Mississippi State University’s forestry team wins $590K USDA grant to model timber-market risk in U.S. South

A Mississippi State University forestry research team has won a $590,000 grant from the U.S. Department of Agriculture’s National Institute of Food and Agriculture to study market dynamics, price volatility and storm risk in the southern U.S. timber sector, the largest timber-producing region in the world.
The project, titled “Southern Forest Market Outlook: Exploring Market Dynamics and Risks,” is led by Sabhyata Lamichhane, an MSU assistant professor and Extension forest economics specialist. It brings together researchers from MSU, Louisiana State University AgCenter, North Carolina State University, the University of Georgia and the USDA Forest Service Forest Products Laboratory.
Lamichhane said southern forest markets face “increasing uncertainty driven by price volatility, shifting product demand, economic disruptions and major storm events.” The team plans to develop data-driven forecasting tools combining artificial intelligence and machine learning methods to analyze interactions among forest inventories, market conditions and environmental drivers.
For fertilizer-sector observers, the grant is a marker of how AI-driven commodity forecasting is increasingly being applied beyond row crops to adjacent natural-resource markets.

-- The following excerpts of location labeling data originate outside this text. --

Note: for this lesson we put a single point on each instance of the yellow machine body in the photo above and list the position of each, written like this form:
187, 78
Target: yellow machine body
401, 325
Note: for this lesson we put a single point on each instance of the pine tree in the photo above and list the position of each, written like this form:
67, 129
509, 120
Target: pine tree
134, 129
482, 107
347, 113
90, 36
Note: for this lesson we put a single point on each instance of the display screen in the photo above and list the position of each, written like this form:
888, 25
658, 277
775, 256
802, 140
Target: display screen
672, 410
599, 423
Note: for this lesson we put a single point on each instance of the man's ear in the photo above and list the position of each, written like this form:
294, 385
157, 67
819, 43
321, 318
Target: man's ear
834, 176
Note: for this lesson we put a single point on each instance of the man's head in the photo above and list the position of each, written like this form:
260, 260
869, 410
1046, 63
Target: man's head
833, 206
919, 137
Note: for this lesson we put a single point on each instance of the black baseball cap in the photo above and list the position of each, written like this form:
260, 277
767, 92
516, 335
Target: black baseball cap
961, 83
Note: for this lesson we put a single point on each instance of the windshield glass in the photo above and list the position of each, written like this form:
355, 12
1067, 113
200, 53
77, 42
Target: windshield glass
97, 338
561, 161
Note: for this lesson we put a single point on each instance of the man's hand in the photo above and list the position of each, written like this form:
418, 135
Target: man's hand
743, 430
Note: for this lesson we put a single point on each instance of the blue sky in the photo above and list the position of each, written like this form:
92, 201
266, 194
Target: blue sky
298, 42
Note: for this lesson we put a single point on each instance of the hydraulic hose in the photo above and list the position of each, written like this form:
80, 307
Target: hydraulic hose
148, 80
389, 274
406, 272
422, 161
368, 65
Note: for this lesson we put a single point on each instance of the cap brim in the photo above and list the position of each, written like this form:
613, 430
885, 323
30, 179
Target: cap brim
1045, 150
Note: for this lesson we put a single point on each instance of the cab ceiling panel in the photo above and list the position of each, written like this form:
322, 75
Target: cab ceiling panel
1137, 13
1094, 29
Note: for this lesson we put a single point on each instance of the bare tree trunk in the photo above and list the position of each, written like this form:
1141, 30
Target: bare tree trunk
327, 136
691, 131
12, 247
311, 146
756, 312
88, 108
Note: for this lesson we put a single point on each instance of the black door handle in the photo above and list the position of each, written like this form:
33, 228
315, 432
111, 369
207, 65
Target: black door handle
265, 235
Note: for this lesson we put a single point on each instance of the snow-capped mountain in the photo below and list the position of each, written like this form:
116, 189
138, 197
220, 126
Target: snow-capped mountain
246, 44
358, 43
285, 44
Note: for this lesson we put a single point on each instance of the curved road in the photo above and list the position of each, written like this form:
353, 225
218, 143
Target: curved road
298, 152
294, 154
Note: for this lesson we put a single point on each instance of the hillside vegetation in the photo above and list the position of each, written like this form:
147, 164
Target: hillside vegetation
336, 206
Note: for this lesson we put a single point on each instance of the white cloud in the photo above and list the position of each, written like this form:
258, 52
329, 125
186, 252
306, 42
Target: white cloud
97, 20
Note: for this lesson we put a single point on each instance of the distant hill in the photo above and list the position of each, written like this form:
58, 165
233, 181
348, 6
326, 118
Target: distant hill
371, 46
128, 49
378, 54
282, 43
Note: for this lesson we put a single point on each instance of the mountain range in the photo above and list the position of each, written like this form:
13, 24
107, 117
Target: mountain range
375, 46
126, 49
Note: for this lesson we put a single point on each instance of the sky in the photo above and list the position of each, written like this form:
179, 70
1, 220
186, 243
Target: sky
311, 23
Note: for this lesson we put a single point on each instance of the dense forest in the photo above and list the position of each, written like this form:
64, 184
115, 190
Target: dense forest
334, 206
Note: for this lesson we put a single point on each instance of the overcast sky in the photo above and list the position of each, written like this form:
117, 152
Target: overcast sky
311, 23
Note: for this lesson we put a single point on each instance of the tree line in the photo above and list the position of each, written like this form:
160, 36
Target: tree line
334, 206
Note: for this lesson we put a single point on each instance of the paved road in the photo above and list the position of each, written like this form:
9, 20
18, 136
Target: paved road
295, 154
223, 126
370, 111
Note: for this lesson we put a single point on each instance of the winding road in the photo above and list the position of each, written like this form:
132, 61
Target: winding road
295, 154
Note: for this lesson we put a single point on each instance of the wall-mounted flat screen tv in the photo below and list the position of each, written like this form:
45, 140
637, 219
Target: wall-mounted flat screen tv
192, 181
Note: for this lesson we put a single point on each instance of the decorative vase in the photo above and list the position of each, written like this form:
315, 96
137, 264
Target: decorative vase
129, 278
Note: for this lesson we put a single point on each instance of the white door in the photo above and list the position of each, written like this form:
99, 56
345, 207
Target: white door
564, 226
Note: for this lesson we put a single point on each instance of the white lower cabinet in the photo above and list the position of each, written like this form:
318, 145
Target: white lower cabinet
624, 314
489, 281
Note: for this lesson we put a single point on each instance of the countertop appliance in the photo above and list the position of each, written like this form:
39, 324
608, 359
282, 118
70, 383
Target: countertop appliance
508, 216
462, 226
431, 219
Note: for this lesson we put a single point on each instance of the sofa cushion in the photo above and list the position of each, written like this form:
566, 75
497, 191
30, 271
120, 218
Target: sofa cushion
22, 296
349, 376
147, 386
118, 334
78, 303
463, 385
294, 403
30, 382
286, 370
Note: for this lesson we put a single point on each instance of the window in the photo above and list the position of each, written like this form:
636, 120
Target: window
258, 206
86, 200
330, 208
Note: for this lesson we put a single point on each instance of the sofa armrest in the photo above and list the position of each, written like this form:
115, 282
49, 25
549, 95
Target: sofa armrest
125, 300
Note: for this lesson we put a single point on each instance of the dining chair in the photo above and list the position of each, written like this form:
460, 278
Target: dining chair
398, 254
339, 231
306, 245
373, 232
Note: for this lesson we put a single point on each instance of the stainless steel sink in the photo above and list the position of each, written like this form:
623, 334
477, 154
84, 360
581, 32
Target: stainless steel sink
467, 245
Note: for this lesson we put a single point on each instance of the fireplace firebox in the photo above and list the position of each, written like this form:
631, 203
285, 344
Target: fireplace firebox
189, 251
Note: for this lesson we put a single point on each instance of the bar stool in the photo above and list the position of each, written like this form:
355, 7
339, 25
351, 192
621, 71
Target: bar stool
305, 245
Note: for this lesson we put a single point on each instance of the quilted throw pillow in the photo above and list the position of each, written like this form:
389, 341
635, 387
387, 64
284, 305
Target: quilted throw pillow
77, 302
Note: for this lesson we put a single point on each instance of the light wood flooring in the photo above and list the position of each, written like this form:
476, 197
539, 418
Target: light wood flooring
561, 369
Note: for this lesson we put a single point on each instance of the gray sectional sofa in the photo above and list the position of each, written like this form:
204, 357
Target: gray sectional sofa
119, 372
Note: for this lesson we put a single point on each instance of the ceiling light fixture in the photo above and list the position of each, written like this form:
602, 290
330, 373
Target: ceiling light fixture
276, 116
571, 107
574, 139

The team will examine long-term scenarios using the Forest Resource Outlook Model, including how timber supply and hurricane risk interact with shifts in forest ownership, management strategies, and demand for forest products under different socioeconomic pathways.
“Our goal is to provide a comprehensive, data-driven outlook for Southern forestry,” Lamichhane said. “By integrating economic trends, natural disturbance risks and future socioeconomic scenarios, we aim to deliver a forward-looking perspective that helps stakeholders understand not only what might happen next, but how and why forest markets respond over time.”
The grant adds to a growing portfolio of USDA-NIFA awards backing AI and machine learning applications across U.S. agricultural and natural-resource forecasting. The project has not disclosed a public release timeline for its forecasting outputs.